J comme juré
Juré d’assises : un acte civique et un devoir citoyen
Depuis la période révolutionnaire, des citoyens tirés au sort siègent aux côtés de juges professionnels dans les cours d’assises. Ils se prononcent, forts de leur intime conviction, sur la culpabilité de l’accusé et, le cas échéant, sur sa peine. Retour sur un devoir citoyen régi par l’article 261 du Code de procédure pénale.
La présence de citoyens non-professionnels du droit tirés au sort fait de la cour d’assises une particularité parmi les institutions judiciaires françaises. La justice y est ainsi rendue « au nom du peuple français » mais aussi par des membres de ce même peuple.
Un retour d’expérience
Pour Emilie*, jurée dans une affaire de viol en 2013, tout a commencé par une lettre reçue à son domicile. Son nom avait été tiré au sort par le maire de sa commune et elle allait peut-être faire partie d’un jury d’assises : « Je ne savais même pas qu’il y avait des citoyens qui participaient aux décisions rendues par la justice ; du coup j’ai pris le temps de me renseigner sur internet sur ce qui allait m’être demandé et c’est aussi comme ça que j’ai appris ce qu’est une cour d’assises. »

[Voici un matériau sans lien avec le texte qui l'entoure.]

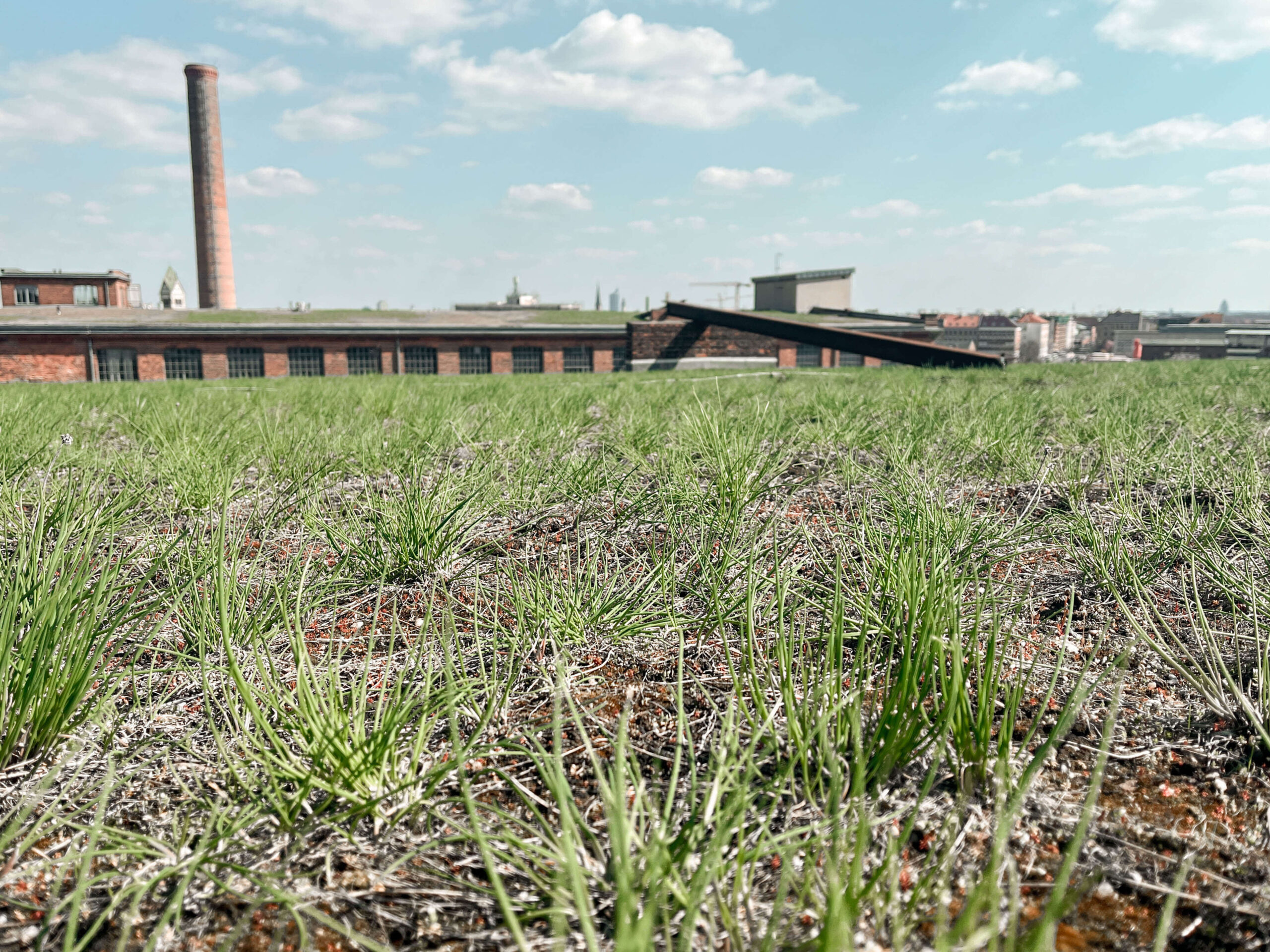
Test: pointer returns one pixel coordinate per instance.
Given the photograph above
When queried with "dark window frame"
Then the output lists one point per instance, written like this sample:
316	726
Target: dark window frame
182	363
246	361
117	365
420	358
474	359
364	361
300	362
806	355
527	359
578	359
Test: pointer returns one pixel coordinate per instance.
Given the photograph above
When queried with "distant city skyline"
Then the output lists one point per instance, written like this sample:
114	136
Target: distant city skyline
1066	155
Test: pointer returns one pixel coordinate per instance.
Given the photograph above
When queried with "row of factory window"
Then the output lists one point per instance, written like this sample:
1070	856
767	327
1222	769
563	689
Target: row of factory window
85	295
119	363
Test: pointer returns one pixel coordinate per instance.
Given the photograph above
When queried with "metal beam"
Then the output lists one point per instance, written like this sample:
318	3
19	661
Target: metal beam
856	342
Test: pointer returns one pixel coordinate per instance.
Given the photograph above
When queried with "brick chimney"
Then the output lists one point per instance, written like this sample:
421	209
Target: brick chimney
211	212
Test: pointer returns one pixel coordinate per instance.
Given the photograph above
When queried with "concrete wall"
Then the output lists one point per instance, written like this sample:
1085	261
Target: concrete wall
825	294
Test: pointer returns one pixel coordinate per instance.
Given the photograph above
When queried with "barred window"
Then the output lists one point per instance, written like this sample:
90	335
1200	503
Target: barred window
526	359
116	363
577	359
474	359
246	361
849	359
183	363
807	356
420	359
365	359
305	362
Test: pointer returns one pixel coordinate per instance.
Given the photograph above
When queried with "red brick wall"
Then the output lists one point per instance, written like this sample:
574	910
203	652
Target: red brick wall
44	359
112	293
64	357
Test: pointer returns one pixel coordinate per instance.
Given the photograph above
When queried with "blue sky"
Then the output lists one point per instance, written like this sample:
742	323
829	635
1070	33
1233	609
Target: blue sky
963	155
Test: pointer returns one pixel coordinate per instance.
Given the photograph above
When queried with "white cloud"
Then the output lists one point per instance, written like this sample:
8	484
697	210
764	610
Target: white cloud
1105	197
131	96
1013	76
1241	173
1213	30
339	119
833	239
729	263
976	229
390	223
824	183
395	159
717	177
1182	132
901	207
559	194
648	73
389	22
270	32
1245	211
1076	249
1159	212
604	254
268	76
431	58
271	182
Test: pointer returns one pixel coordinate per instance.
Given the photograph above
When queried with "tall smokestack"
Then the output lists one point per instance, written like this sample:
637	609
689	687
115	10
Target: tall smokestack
211	212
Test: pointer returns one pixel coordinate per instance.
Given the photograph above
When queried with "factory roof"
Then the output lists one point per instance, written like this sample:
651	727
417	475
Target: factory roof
801	277
316	330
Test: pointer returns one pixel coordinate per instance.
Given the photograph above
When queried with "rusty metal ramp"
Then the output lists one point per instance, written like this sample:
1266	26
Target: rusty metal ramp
856	342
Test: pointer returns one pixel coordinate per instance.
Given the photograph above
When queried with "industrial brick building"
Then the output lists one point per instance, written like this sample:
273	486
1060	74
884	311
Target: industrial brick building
23	289
134	352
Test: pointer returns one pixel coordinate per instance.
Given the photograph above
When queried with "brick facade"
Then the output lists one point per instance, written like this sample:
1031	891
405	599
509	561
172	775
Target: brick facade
63	356
59	290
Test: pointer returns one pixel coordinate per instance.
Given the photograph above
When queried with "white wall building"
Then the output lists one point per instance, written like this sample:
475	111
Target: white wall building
802	291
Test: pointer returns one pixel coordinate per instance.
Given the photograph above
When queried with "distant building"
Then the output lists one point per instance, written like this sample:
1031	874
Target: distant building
802	291
959	330
23	289
1065	333
1034	338
1000	336
172	293
1115	321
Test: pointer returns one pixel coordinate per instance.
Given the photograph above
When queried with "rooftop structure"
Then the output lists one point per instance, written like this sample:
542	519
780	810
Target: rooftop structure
58	289
798	293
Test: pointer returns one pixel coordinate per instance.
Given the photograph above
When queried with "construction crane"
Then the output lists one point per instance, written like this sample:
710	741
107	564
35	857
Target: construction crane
734	285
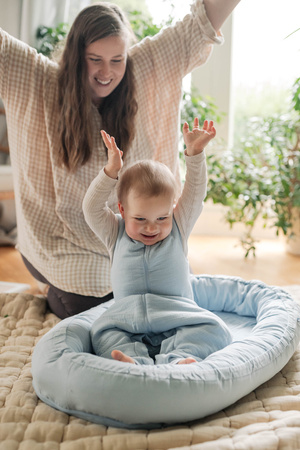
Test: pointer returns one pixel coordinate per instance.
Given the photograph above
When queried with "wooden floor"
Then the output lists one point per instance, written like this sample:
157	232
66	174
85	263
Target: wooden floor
209	255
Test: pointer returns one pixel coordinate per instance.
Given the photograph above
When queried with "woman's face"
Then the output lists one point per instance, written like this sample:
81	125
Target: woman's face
106	65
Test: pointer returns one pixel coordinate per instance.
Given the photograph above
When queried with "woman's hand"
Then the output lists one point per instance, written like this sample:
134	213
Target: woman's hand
114	156
197	139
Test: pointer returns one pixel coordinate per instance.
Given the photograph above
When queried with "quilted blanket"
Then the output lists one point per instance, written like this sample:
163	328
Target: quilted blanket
267	418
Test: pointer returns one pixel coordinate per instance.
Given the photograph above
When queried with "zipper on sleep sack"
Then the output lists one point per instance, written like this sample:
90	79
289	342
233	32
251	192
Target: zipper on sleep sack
146	271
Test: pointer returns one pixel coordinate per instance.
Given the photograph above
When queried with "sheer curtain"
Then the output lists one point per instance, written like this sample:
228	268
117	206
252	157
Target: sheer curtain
50	13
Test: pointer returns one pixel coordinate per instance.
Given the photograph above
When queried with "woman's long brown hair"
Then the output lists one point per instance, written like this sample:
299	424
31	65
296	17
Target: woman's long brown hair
75	107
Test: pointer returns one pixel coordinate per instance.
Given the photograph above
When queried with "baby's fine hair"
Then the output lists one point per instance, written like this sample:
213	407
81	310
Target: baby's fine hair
149	178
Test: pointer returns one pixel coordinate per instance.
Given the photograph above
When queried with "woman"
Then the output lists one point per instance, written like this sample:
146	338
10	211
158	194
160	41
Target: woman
54	115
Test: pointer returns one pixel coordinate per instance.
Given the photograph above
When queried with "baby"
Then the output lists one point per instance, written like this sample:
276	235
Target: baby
154	316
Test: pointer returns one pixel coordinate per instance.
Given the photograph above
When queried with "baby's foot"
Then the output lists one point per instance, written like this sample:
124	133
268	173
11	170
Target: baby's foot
120	356
188	360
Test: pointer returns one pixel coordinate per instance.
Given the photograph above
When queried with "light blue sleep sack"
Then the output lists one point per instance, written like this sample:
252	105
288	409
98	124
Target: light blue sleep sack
154	316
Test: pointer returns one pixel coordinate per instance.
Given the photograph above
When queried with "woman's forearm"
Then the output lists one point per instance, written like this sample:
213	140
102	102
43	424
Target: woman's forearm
218	10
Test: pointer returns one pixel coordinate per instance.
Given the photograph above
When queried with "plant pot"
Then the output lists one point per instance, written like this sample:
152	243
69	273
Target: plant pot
293	240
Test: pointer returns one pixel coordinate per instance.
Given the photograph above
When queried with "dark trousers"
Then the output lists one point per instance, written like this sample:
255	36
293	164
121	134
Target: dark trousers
65	304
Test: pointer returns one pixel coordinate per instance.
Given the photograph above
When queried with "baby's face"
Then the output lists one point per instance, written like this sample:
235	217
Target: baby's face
147	219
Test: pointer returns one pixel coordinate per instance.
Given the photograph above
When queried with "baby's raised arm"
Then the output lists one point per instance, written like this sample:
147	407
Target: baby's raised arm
197	139
114	156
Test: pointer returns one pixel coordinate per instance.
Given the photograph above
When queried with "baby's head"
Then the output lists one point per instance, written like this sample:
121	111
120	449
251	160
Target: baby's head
146	196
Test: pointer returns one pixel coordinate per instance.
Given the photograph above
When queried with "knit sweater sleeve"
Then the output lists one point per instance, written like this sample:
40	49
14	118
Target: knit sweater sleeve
190	203
100	218
180	48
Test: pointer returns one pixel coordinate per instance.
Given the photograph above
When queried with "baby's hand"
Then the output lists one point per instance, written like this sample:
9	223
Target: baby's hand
197	139
114	156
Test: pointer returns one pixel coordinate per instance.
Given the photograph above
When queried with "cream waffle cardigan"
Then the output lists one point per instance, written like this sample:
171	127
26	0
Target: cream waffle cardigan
52	232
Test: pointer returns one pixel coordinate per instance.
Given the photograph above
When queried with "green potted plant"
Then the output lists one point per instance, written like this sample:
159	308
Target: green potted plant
260	176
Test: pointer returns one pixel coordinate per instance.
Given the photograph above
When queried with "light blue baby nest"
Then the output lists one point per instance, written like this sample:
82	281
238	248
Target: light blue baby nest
264	321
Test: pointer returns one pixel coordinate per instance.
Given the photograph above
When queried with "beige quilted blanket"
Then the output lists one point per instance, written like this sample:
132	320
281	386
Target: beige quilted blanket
268	418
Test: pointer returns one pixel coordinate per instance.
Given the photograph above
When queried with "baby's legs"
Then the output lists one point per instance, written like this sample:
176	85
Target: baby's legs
188	360
120	356
121	346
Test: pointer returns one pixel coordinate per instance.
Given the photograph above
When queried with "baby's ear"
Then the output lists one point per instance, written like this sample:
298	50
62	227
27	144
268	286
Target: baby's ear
121	209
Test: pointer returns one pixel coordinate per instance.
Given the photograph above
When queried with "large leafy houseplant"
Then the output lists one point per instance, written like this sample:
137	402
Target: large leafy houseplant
260	176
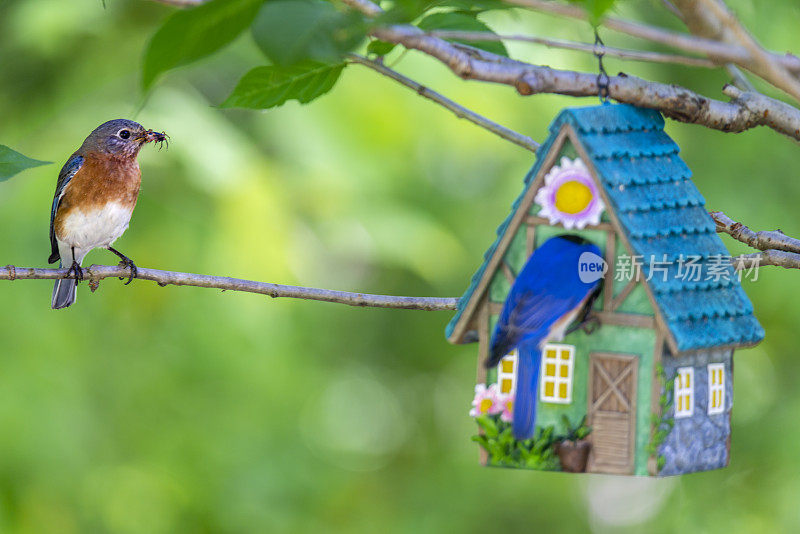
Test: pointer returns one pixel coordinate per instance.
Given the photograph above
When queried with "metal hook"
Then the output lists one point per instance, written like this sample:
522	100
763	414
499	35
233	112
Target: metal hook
602	76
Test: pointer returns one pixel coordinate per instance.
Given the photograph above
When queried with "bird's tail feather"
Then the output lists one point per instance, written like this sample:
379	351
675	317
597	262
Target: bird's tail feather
529	362
64	293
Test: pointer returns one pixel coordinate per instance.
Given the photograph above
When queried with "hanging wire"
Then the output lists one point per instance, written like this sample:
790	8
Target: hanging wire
602	75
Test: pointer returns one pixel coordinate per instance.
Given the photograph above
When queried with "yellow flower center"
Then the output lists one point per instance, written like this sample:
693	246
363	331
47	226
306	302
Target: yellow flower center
573	197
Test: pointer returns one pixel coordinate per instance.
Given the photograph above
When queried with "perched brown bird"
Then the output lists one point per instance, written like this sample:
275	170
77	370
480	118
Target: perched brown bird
95	196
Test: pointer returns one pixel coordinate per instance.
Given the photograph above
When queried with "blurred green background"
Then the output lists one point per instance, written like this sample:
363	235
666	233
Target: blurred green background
149	410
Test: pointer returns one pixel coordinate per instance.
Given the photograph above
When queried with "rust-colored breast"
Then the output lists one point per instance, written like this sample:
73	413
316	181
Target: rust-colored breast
100	180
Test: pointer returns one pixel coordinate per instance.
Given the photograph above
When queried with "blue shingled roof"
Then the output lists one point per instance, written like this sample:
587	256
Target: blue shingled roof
663	216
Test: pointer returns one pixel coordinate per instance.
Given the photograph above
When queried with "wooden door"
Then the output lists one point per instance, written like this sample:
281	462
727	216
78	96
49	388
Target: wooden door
612	412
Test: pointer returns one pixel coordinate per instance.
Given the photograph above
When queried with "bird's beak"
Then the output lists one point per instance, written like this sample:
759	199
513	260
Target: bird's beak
150	136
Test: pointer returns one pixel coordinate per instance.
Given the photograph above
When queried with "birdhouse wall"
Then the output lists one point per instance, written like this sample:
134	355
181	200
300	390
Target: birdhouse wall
698	441
628	340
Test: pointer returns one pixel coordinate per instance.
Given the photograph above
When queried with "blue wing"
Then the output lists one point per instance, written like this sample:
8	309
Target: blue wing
70	168
547	289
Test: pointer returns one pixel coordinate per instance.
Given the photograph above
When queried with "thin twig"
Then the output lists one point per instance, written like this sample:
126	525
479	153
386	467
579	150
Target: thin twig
181	3
717	51
674	101
635	55
779	258
163	278
764	240
713	19
457	109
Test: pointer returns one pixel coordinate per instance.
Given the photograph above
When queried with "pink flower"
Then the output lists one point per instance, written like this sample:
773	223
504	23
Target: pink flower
507	405
486	401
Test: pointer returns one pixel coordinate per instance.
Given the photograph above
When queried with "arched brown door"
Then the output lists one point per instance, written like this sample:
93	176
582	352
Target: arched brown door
612	412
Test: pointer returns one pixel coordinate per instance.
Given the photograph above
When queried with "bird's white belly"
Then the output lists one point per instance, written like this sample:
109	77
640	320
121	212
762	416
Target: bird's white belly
97	228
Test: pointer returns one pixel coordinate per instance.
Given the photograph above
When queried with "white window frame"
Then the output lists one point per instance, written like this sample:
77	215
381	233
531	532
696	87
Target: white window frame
684	392
716	388
512	356
557	380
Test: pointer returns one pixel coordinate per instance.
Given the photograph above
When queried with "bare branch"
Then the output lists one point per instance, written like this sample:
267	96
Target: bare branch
713	19
634	55
95	273
763	240
674	101
717	51
181	3
458	110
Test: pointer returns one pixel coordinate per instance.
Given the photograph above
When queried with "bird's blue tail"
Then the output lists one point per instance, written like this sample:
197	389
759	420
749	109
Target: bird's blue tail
64	293
529	362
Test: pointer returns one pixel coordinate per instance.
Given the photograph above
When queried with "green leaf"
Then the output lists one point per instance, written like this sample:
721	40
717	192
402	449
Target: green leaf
463	21
380	48
267	87
595	8
12	162
290	31
191	34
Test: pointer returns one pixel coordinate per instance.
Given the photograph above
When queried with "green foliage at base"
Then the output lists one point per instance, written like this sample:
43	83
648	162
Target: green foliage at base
661	424
504	450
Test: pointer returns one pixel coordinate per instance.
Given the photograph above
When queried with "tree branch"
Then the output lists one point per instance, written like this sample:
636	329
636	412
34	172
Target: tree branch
713	19
763	240
95	273
458	110
779	258
674	101
181	3
635	55
717	51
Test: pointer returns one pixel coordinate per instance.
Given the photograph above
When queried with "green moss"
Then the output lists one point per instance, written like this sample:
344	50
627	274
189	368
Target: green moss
661	423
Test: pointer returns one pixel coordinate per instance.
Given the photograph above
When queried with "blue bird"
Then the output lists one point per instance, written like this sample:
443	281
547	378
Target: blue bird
547	296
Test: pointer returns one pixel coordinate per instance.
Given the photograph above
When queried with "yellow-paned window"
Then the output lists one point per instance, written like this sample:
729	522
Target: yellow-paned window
507	373
684	392
556	377
716	388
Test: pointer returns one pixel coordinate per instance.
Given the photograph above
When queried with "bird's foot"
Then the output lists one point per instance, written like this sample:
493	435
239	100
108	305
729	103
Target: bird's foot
125	261
75	268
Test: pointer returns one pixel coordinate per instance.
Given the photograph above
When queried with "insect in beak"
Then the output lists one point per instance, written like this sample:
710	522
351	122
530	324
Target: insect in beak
156	137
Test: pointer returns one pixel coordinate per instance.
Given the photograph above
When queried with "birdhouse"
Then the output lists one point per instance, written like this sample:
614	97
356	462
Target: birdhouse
645	386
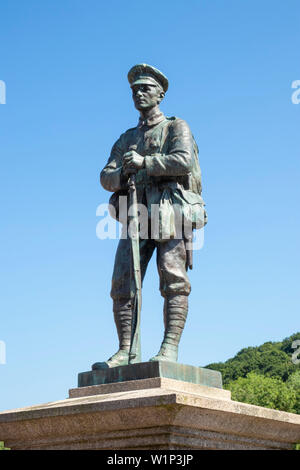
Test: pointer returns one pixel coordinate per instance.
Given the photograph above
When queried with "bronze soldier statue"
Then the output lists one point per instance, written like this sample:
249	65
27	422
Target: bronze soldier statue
163	156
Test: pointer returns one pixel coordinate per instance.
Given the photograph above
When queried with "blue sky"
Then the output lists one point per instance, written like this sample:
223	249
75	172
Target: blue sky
230	66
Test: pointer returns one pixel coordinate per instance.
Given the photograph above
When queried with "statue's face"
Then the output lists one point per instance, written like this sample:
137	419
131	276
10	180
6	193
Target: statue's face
146	96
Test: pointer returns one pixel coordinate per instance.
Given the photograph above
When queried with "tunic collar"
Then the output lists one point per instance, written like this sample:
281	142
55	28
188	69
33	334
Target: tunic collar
152	120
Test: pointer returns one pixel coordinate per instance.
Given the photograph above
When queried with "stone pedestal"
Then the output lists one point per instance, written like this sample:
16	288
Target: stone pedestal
149	413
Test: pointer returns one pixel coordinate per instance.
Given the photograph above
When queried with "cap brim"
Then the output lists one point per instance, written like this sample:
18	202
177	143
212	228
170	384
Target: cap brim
145	81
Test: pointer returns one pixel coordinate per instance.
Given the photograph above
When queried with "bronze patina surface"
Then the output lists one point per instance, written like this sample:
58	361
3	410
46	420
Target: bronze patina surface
154	164
147	370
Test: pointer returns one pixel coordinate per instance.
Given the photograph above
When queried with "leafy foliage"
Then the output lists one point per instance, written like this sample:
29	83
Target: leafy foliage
264	375
263	391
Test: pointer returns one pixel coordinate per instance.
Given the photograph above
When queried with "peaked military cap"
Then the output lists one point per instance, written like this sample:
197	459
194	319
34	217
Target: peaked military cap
143	73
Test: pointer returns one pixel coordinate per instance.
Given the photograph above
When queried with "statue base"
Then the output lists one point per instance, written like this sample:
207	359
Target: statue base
151	370
151	413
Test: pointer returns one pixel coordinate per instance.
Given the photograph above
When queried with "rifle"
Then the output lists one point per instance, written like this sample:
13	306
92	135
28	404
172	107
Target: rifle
135	273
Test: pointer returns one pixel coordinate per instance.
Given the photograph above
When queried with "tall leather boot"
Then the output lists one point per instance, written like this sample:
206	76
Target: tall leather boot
122	317
175	313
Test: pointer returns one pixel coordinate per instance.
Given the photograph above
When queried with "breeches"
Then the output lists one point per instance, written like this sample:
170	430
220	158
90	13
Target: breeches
171	265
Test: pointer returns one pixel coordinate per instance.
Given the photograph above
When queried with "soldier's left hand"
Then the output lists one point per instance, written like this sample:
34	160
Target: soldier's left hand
132	162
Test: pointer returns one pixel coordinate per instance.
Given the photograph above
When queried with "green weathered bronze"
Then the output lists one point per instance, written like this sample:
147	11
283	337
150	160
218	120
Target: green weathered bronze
155	164
149	370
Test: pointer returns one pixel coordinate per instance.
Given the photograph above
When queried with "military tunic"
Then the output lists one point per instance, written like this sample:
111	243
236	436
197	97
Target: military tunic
170	165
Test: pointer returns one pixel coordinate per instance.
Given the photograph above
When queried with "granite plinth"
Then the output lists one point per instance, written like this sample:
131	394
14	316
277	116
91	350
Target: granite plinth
150	370
166	414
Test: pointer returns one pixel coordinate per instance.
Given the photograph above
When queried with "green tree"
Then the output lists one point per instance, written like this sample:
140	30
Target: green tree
294	382
271	359
263	391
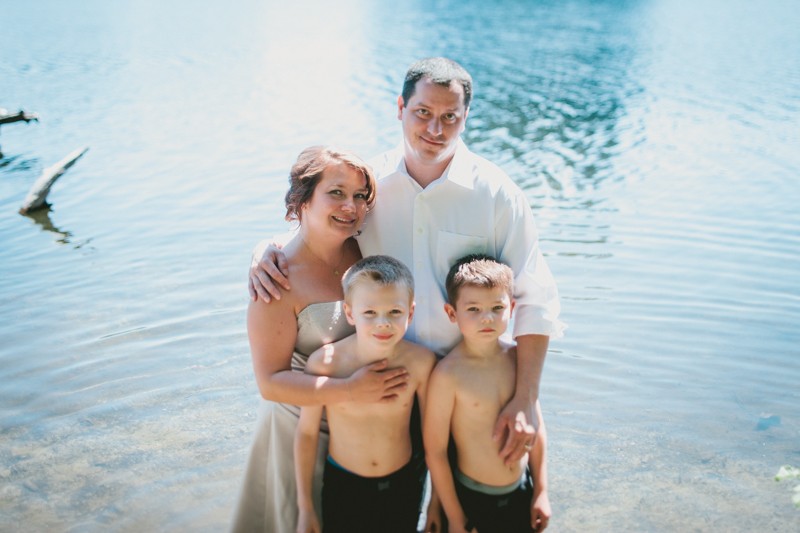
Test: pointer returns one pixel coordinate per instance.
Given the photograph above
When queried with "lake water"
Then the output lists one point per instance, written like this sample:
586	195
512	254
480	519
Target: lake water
657	142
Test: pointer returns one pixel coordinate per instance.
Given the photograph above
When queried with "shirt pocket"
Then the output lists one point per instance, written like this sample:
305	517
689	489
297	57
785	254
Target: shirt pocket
451	247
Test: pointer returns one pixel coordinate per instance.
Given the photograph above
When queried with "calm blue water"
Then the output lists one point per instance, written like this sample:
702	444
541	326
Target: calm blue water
657	141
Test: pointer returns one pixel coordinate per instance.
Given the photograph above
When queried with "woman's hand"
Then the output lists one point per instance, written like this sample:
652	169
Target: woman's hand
307	522
540	511
374	383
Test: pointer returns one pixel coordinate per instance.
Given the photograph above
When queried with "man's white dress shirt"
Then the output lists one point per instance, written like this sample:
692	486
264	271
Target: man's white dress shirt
474	207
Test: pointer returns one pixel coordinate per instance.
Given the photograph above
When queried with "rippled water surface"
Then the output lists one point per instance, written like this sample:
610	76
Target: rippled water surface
657	142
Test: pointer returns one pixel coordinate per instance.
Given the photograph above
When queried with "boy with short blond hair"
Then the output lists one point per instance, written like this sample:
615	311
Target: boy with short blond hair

Ses recherches lui ont permis de prendre conscience de la responsabilité qui allait être la sienne. Compétente pour tous les crimes de droit commun, la cour d’assises est une juridiction qui juge les personnes majeures et les mineurs de plus de 16 ans, accusés de crime, de tentatives de crime et de complicité de crime. Ces infractions (meurtre, assassinat ou viol par exemple) sont considérées comme les plus graves par le code pénal.
Ces cours d'assises sont composées de 3 magistrats professionnels (un président et deux assesseurs) et d’un jury de 6 citoyens ou de 9 si la cour siège en appel. Tenus à un devoir de réserve, de tempérance et soumis au secret du délibéré, ces derniers, doivent prêter serment et suivre une courte formation. « On nous a montré une vidéo nous présentant ce qui était attendu de nous et nous sommes allés visiter une prison. On a pu poser toutes les questions que nous voulions aux professionnels qui nous accompagnaient. » s'est remémoré Émilie.
Accompagnés des magistrats professionnels, ils se prononceront par le biais d’un vote à bulletin secret, sur la culpabilité de l’accusé mais aussi sur sa peine, s’il est déclaré coupable.
Un procès d’assises peut durer plusieurs jours et refusé d'être juré n'est pas possible. Mais un juré peut-être récusé sans aucune explication si on le soupçonne de prendre partie, son jugement est donc refusé. Une dispense pour un motif légitime (maladie justifiée par un certificat médical par exemple) est également possible.
L'employeur d’un juré d’assises est donc dans l’obligation de le libérer de ses occupations professionnelles pendant toute la durée du procès sans que cela fasse l’objet d’une quelconque sanction à son encontre. Le contrat de travail est suspendu le temps nécessaire au déroulement du procès et au rendu de la décision. Le juré peut ensuite demander une indemnisation auprès du tribunal de grande instance.
Une expérience démocratique exigeante
C'est seulement au moment du procès qu’Émilie a réellement pris conscience du rôle qu’elle allait jouer : « J’ai été très impressionnée par les plaidoiries des avocats ainsi que par les réquisitions. Je ne pouvais pas m’empêcher de regarder les réactions de l’accusé. »
Pour beaucoup de jurés, le déroulement du procès est souvent une totale découverte du monde de la justice et de ses procédures. Par ailleurs, la mission qui est confiée aux jurés impose de réfléchir de façon rigoureuse et consciencieuse : « On devait se prononcer selon notre intime conviction, et ce n’est pas simple car on a conscience qu’on tient entre nos mains la vie d’une personne. C’est une responsabilité très forte. J’ai rapidement pris conscience que ce n’était pas une décision à prendre à la légère et j’ai eu à cœur de faire preuve de beaucoup de sérieux pendant tout le long du procès et des délibérations. »
Le moment le plus marquant pour Emilie a été celui où la décision a été rendue car elle a provoqué beaucoup de réactions dans la salle. « Je n’ai pas osé regarder ni la partie civile ni l’accusé. »
Pour autant, l’expérience de rendre la justice a été enrichissante d’un point de vue personnel. « Ça m’a appris à mieux connaître le système de la justice et aussi à mieux comprendre les décisions qui y sont rendues. J’ai énormément appris pendant les trois jours du procès, je me suis sentie investie d’un devoir et j’ai eu à cœur de le remplir, même si c’était difficile. ».